Les spéculations sur l’éventuelle arrivée de Rodrigo Sepúlveda ajoutent un autre élément à cette équation. Sepúlveda est un journaliste expérimenté, mais son profil est davantage celui d’un animateur ou d’un présentateur que celui d’un spécialiste du football. Sa présence éventuelle au sein de l’équipe sportive de Mega viserait à donner une tonalité plus proche du divertissement que de l’analyse rigoureuse, ce qui s’inscrirait dans la tendance des chaînes chiliennes à hybrider le sport et le spectacle. Cependant, lorsque ce mélange n’est pas bien équilibré, il finit par diluer la crédibilité de la couverture et par transformer le football en simple toile de fond pour des dynamiques de plateau qui n’apportent pas grand-chose à la compréhension du jeu.

Le contexte de ce mouvement est l’accord que Mega a signé avec l’ANFP en février dernier pour la diffusion exclusive des matchs de la Roja dans le cadre du parcours vers la Coupe du monde 2030. Ce contrat, qui inclut non seulement les éliminatoires mais aussi les matchs amicaux et les rencontres des sélections de jeunes et féminines, constitue l’actif le plus précieux de la chaîne en matière de sport. Avec un tel atout, Mega a la responsabilité d’offrir une couverture à la hauteur de l’événement. Mais la décision de constituer une équipe avec des noms consacrés, mais pas nécessairement novateurs, suggère que la chaîne mise davantage sur la sécurité commerciale que sur l’audace éditoriale.

Les réactions sur les réseaux sociaux, avec des commentaires allant de « enfin quelqu’un qui s’y connaît » à « quel ennui », reflètent une polarisation que la chaîne devrait prendre au sérieux. Le public n’est pas un bloc homogène ; certains recherchent l’analyse tactique, d’autres préfèrent l’anecdote de l’ancien joueur, et d’autres encore veulent simplement du divertissement. Mega, en réunissant Palma, Zamorano et possiblement Sepúlveda, semble tenter de couvrir toutes ces dimensions, mais le risque est que l’ensemble soit inférieur à la somme de ses parties, surtout s’il n’existe pas de ligne éditoriale claire pour articuler ces différents profils.

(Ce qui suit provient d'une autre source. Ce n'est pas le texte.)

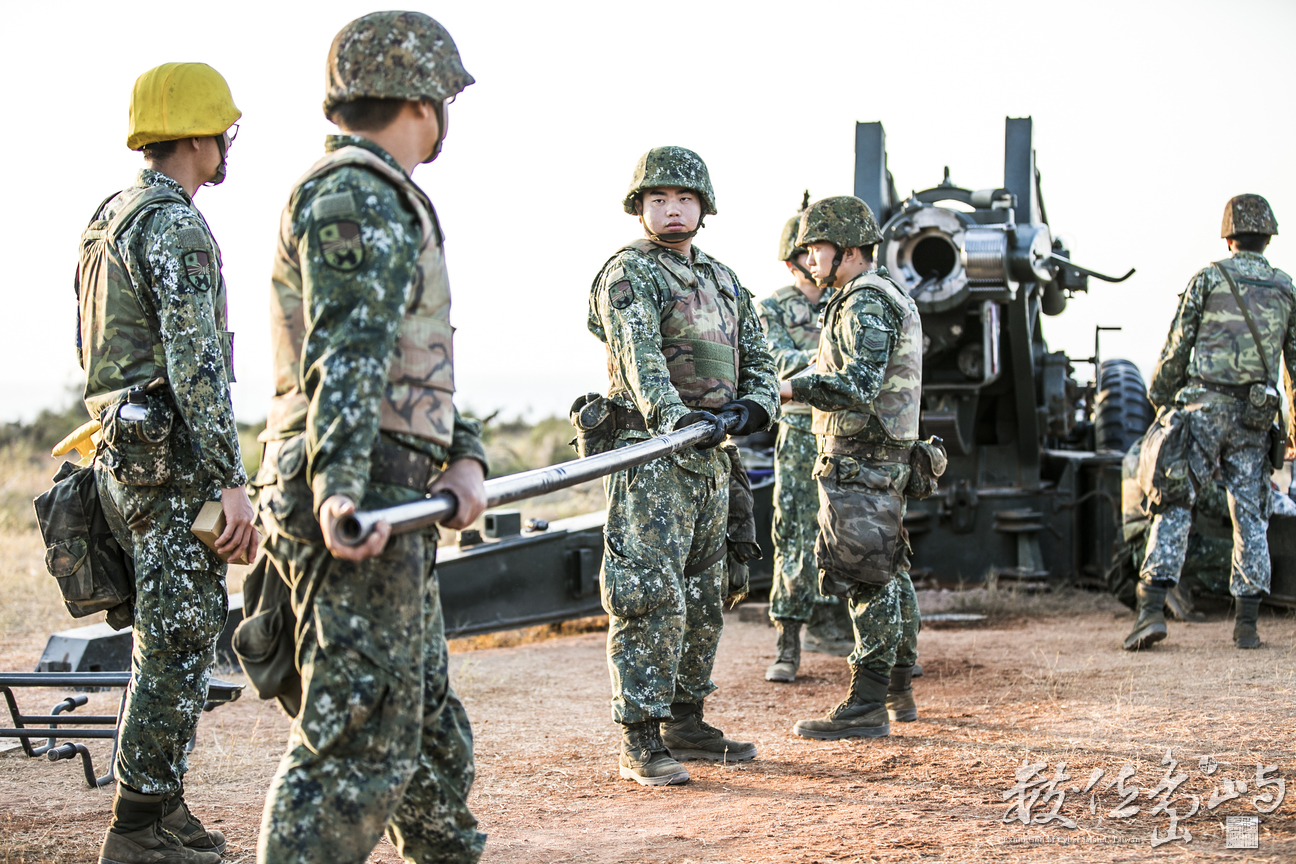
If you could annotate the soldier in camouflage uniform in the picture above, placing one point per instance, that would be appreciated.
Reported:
(683, 343)
(791, 320)
(865, 394)
(363, 416)
(158, 364)
(1213, 371)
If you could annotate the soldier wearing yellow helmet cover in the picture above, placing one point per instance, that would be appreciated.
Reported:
(158, 363)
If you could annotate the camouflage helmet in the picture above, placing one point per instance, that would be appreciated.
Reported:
(1248, 215)
(393, 55)
(670, 166)
(843, 220)
(788, 248)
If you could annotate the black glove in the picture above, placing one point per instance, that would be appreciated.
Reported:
(718, 435)
(752, 416)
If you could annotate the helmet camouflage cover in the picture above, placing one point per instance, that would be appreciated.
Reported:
(670, 166)
(393, 55)
(1248, 215)
(843, 220)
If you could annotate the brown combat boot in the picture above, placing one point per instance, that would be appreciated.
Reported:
(1150, 626)
(185, 828)
(901, 706)
(136, 837)
(861, 715)
(788, 661)
(1246, 632)
(646, 759)
(687, 736)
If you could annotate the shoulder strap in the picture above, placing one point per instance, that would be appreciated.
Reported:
(1246, 314)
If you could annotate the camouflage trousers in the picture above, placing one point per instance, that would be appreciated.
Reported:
(863, 555)
(180, 609)
(664, 625)
(796, 507)
(1218, 439)
(381, 741)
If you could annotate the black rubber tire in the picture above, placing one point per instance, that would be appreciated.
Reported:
(1121, 409)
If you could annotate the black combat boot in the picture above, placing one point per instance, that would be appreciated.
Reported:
(901, 706)
(788, 661)
(136, 836)
(861, 715)
(1150, 626)
(646, 759)
(185, 827)
(1244, 632)
(687, 736)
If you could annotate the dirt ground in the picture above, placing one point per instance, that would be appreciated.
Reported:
(1038, 691)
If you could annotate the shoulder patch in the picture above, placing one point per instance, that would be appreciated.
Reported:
(341, 245)
(198, 270)
(192, 237)
(338, 204)
(621, 294)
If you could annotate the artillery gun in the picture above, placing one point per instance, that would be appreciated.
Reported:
(1033, 485)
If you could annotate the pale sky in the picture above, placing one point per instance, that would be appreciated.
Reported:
(1147, 118)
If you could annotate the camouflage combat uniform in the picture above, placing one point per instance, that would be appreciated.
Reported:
(865, 397)
(171, 324)
(363, 408)
(792, 327)
(681, 334)
(1208, 363)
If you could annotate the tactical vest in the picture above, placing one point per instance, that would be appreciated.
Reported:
(898, 403)
(699, 330)
(1225, 351)
(804, 325)
(119, 346)
(417, 398)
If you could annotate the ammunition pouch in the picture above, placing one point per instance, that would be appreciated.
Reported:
(595, 425)
(92, 570)
(1163, 464)
(265, 641)
(740, 543)
(927, 463)
(136, 448)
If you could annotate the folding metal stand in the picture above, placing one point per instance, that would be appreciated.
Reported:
(61, 715)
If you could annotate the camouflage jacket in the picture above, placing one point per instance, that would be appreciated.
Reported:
(866, 330)
(1215, 343)
(792, 325)
(162, 251)
(351, 314)
(631, 319)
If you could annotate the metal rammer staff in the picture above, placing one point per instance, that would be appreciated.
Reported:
(405, 518)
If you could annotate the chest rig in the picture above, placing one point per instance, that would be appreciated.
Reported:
(417, 398)
(699, 329)
(898, 402)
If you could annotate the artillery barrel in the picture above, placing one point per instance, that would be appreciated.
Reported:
(405, 518)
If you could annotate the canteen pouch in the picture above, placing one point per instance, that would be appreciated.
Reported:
(1260, 408)
(92, 570)
(595, 425)
(1163, 465)
(136, 438)
(288, 504)
(927, 463)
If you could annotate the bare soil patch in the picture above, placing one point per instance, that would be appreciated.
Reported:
(1053, 688)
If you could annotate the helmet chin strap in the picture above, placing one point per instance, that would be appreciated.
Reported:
(441, 132)
(220, 169)
(832, 273)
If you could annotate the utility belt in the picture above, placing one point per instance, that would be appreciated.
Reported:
(389, 464)
(1239, 391)
(874, 452)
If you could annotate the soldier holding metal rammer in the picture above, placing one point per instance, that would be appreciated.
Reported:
(1220, 365)
(865, 393)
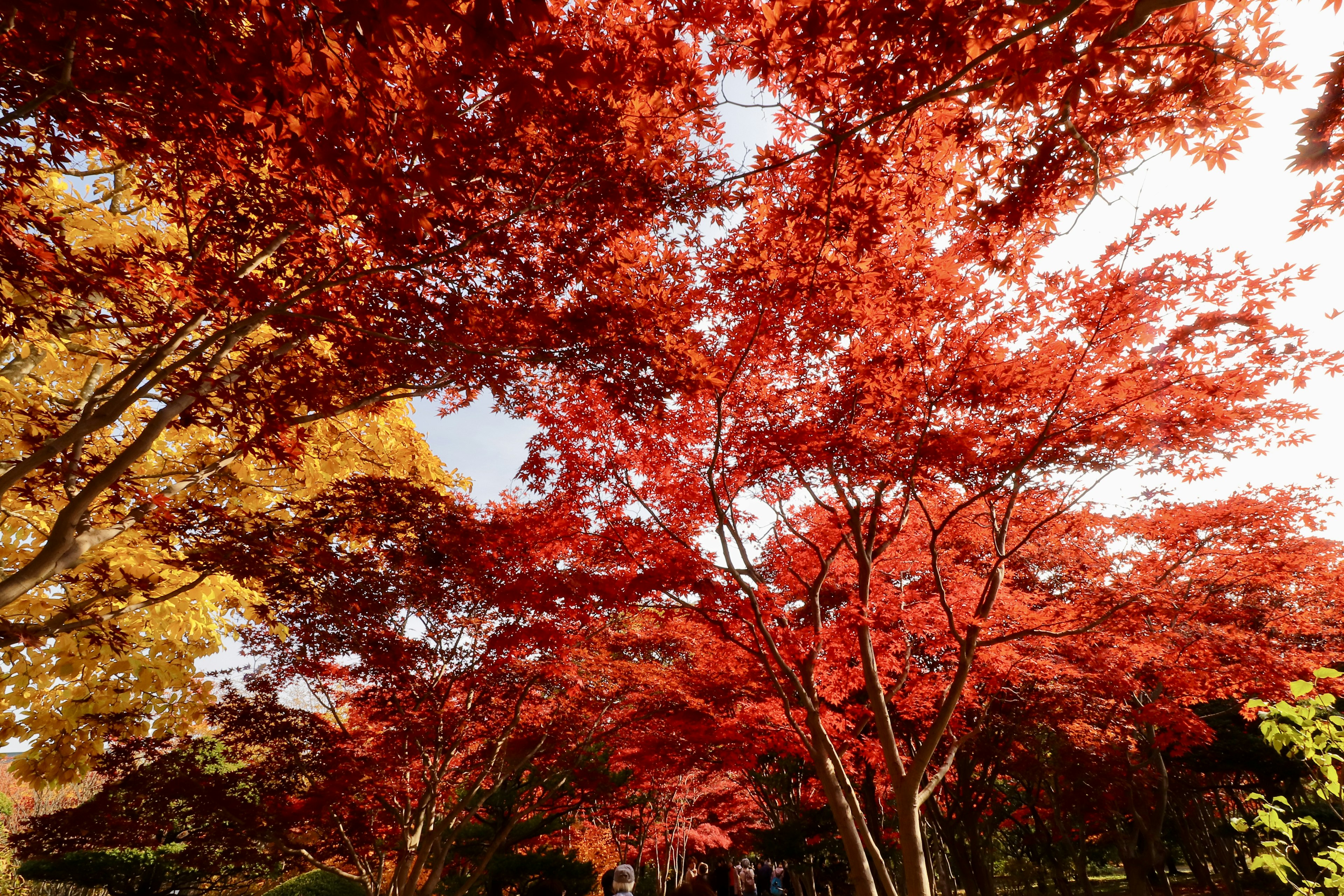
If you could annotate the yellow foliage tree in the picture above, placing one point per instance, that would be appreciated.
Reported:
(118, 418)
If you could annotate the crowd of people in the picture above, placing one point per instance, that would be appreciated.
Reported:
(745, 878)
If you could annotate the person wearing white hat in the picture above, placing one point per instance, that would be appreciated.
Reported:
(623, 882)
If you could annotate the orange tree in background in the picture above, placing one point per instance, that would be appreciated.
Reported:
(468, 688)
(890, 477)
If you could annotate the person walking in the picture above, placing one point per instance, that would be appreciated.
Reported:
(747, 878)
(623, 880)
(721, 880)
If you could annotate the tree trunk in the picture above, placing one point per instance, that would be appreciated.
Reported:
(1189, 846)
(912, 844)
(1132, 858)
(861, 875)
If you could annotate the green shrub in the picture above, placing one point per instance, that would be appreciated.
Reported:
(318, 883)
(130, 871)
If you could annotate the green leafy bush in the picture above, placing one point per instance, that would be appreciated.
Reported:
(1311, 731)
(318, 883)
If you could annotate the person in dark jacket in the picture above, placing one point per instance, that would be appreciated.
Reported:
(721, 882)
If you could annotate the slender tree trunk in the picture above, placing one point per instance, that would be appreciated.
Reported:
(1189, 846)
(912, 843)
(830, 777)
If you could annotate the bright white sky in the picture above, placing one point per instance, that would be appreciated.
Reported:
(1256, 201)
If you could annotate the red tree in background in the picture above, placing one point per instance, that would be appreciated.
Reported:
(316, 209)
(890, 481)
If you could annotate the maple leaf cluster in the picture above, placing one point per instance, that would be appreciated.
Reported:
(820, 441)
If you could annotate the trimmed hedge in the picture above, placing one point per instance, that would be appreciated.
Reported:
(318, 883)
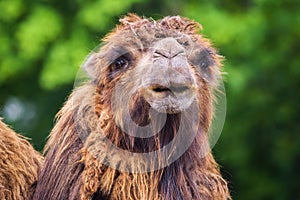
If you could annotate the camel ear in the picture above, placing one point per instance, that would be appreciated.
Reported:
(89, 65)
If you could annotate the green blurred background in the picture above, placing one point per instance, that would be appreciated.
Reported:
(43, 43)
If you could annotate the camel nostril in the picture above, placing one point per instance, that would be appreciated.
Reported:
(179, 89)
(160, 89)
(172, 88)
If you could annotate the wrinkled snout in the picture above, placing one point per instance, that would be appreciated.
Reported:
(168, 83)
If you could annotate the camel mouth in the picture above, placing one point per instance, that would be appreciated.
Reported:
(172, 89)
(170, 99)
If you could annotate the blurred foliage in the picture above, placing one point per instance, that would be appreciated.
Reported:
(43, 42)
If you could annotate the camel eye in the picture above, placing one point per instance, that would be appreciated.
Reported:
(120, 63)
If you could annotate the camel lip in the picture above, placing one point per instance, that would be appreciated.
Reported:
(172, 99)
(172, 89)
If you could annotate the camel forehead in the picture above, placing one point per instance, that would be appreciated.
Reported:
(143, 33)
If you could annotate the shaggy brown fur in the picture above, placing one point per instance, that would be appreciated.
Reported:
(76, 152)
(19, 165)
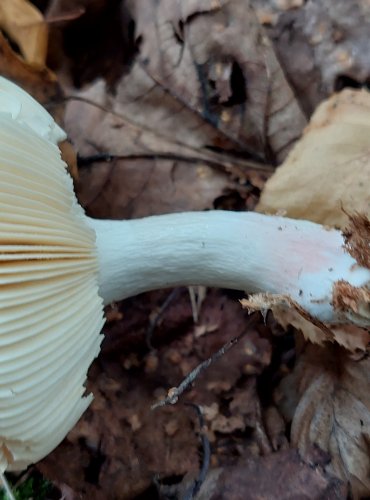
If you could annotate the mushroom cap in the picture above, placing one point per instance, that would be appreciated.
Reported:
(25, 109)
(50, 312)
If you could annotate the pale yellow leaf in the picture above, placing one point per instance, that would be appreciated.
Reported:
(328, 170)
(25, 25)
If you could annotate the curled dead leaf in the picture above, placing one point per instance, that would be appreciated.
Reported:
(331, 390)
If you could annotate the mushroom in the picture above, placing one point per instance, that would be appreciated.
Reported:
(58, 268)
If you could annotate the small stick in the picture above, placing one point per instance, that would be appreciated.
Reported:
(174, 393)
(206, 456)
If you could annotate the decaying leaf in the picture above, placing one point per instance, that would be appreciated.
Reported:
(283, 475)
(204, 84)
(328, 171)
(331, 389)
(322, 46)
(24, 24)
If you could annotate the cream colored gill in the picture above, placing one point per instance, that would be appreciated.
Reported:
(50, 312)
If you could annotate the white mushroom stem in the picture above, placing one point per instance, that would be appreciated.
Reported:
(243, 251)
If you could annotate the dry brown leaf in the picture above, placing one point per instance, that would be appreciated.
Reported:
(329, 168)
(281, 475)
(24, 24)
(333, 412)
(322, 46)
(204, 84)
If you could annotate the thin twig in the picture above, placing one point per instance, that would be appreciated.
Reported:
(206, 455)
(174, 393)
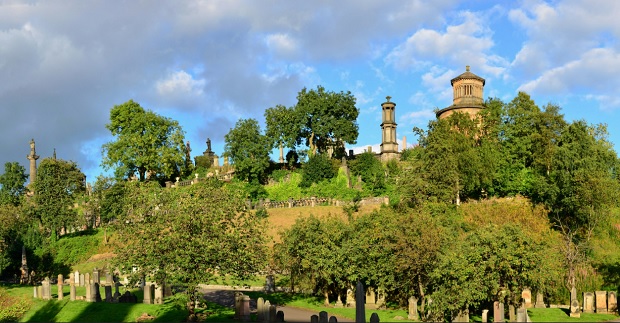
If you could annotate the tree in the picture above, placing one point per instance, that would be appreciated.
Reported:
(189, 235)
(248, 150)
(58, 184)
(321, 120)
(12, 182)
(145, 142)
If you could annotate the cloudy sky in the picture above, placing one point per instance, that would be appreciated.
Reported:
(206, 64)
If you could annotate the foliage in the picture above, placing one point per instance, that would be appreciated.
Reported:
(144, 142)
(318, 168)
(249, 150)
(12, 183)
(58, 184)
(189, 235)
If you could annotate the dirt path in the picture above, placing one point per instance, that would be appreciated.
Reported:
(291, 314)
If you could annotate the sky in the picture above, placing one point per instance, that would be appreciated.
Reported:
(207, 64)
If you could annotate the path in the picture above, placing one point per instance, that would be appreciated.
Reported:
(291, 314)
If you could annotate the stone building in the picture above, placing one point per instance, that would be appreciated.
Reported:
(468, 93)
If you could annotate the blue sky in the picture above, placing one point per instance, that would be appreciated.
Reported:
(206, 64)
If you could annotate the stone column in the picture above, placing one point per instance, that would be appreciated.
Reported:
(60, 292)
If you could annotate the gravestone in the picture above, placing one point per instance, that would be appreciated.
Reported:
(60, 293)
(260, 303)
(522, 315)
(97, 292)
(601, 301)
(360, 311)
(149, 290)
(574, 303)
(96, 276)
(323, 317)
(526, 295)
(540, 300)
(108, 293)
(612, 303)
(47, 289)
(498, 312)
(245, 313)
(159, 295)
(485, 316)
(588, 302)
(413, 309)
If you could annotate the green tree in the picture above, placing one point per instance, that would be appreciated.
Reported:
(318, 168)
(58, 184)
(12, 183)
(189, 235)
(248, 150)
(145, 142)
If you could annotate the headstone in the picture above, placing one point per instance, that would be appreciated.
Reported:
(612, 303)
(47, 289)
(149, 290)
(97, 292)
(260, 303)
(60, 292)
(413, 308)
(72, 292)
(498, 312)
(96, 276)
(540, 301)
(159, 295)
(574, 303)
(245, 313)
(108, 293)
(323, 317)
(601, 301)
(485, 316)
(588, 302)
(522, 315)
(526, 295)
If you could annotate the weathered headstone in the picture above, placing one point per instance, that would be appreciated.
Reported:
(588, 302)
(360, 311)
(540, 301)
(522, 315)
(47, 289)
(108, 293)
(149, 290)
(245, 313)
(413, 308)
(498, 312)
(601, 301)
(159, 295)
(612, 302)
(323, 317)
(574, 303)
(60, 293)
(526, 295)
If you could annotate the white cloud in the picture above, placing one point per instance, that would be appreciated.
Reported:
(179, 84)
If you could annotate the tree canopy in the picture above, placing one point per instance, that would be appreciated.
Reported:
(145, 142)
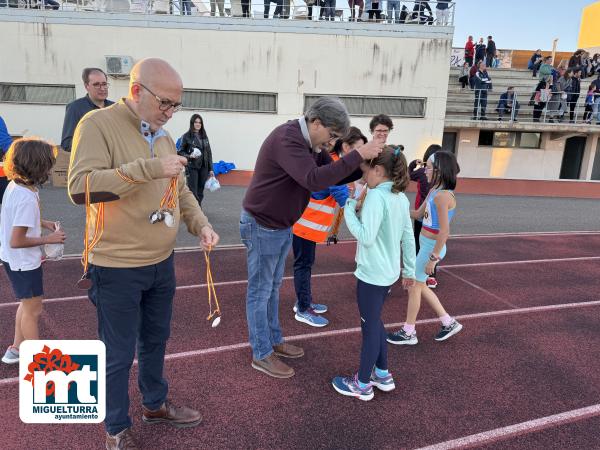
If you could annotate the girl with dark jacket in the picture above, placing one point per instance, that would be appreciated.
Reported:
(196, 148)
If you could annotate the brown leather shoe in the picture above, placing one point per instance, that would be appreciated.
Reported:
(273, 367)
(288, 350)
(121, 441)
(176, 416)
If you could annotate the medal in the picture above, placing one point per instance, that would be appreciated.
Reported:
(167, 206)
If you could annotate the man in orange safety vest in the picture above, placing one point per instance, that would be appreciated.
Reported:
(319, 223)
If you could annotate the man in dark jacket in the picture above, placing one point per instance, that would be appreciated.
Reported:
(482, 83)
(96, 85)
(290, 164)
(490, 52)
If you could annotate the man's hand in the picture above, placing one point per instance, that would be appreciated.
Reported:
(208, 238)
(172, 165)
(407, 283)
(370, 150)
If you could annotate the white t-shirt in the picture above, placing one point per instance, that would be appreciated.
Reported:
(20, 208)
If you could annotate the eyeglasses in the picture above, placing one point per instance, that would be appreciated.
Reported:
(99, 85)
(163, 105)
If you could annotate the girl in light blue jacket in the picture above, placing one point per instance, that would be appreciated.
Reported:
(384, 227)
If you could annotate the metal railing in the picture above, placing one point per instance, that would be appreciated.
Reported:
(383, 11)
(558, 107)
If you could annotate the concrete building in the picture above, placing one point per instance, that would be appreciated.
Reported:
(244, 76)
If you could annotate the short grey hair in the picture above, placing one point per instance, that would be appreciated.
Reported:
(331, 112)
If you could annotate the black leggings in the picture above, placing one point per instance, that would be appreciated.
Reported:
(374, 347)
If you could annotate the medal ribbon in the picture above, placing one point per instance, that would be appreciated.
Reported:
(212, 294)
(98, 227)
(169, 200)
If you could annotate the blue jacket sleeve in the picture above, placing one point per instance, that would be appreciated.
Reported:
(5, 139)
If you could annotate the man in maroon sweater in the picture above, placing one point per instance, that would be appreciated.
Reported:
(290, 165)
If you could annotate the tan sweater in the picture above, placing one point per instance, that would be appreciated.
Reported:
(111, 138)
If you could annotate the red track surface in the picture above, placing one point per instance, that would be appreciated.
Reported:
(520, 357)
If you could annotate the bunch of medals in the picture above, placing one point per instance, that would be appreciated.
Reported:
(167, 206)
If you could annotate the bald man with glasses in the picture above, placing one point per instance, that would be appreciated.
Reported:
(96, 85)
(126, 163)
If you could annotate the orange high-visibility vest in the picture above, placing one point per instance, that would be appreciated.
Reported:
(317, 220)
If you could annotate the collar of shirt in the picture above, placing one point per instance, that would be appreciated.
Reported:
(304, 129)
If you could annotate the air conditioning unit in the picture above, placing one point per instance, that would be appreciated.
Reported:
(118, 65)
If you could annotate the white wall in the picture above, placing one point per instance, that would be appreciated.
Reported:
(515, 163)
(291, 59)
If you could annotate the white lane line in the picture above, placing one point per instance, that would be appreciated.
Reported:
(353, 241)
(180, 288)
(322, 334)
(518, 429)
(338, 274)
(479, 288)
(524, 261)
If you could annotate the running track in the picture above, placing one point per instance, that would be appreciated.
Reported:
(523, 374)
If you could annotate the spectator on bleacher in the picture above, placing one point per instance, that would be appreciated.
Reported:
(374, 10)
(490, 52)
(595, 64)
(564, 86)
(469, 51)
(214, 4)
(245, 8)
(442, 12)
(393, 11)
(546, 69)
(535, 62)
(482, 84)
(541, 96)
(596, 85)
(96, 84)
(480, 51)
(278, 8)
(330, 10)
(361, 6)
(472, 72)
(574, 93)
(506, 103)
(463, 76)
(422, 12)
(186, 7)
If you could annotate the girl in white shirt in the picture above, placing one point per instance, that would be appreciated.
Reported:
(27, 164)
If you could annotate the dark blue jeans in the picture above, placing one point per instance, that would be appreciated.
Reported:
(267, 250)
(304, 258)
(374, 347)
(134, 308)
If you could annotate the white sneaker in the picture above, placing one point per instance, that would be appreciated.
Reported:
(11, 356)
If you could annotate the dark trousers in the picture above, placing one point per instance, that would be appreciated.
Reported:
(304, 258)
(196, 179)
(134, 307)
(480, 102)
(572, 104)
(245, 8)
(537, 111)
(374, 347)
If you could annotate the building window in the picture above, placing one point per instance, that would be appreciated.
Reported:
(530, 140)
(371, 106)
(509, 139)
(261, 102)
(52, 94)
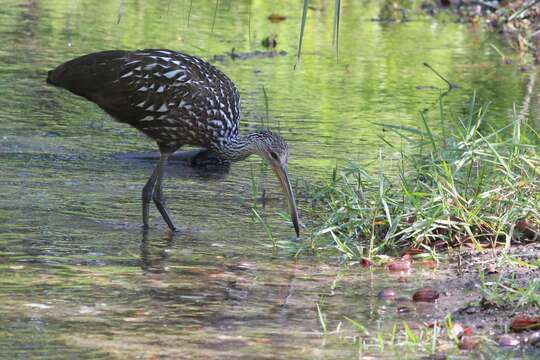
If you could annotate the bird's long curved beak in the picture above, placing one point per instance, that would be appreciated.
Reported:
(283, 176)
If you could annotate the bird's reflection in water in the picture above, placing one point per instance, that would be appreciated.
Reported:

En définitive, le recrutement supposé de Claudio Palma et d’Iván Zamorano par Mega est un choix qui a du sens du point de vue de la logique du marché télévisuel, mais qui laisse des questions inconfortables sur la qualité du journalisme sportif au Chili. La télévision en clair, mise sous pression par le streaming et la fragmentation des audiences, cherche refuge dans les noms familiers, dans les visages qui garantissent une base minimale d’audience. Mais cette stratégie, à long terme, peut s’avérer contre-productive si le public perçoit que la couverture est superficielle, que les consultants répètent des banalités et que le football devient un produit de plus au sein d’une grille de programmes qui privilégie le spectacle à l’information.

Mega a l’occasion de démontrer que son pari va au-delà des noms. Il a l’occasion de construire une équipe qui ne se contente pas de raconter et de commenter, mais qui interprète le football avec profondeur, qui raconte les histoires derrière les matchs, qui analyse le contexte tactique, physique et émotionnel des joueurs, qui fasse aussi une place au regard féminin et à la jeunesse que le contrat avec l’ANFP prévoit également. Mais pour cela, les noms ne suffisent pas. Il faut une vision éditoriale, un pari sur un journalisme qui ne se contente pas de la célébrité. Espérons que le silence de Mega sur cette information ne soit pas seulement une stratégie d’attente, mais le prélude à une proposition qui surprenne par sa qualité, et pas seulement par son prestige.

Cet article a été traduit en français par une intelligence artificielle. Tu peux lire la version originale en 🇪🇸 ici.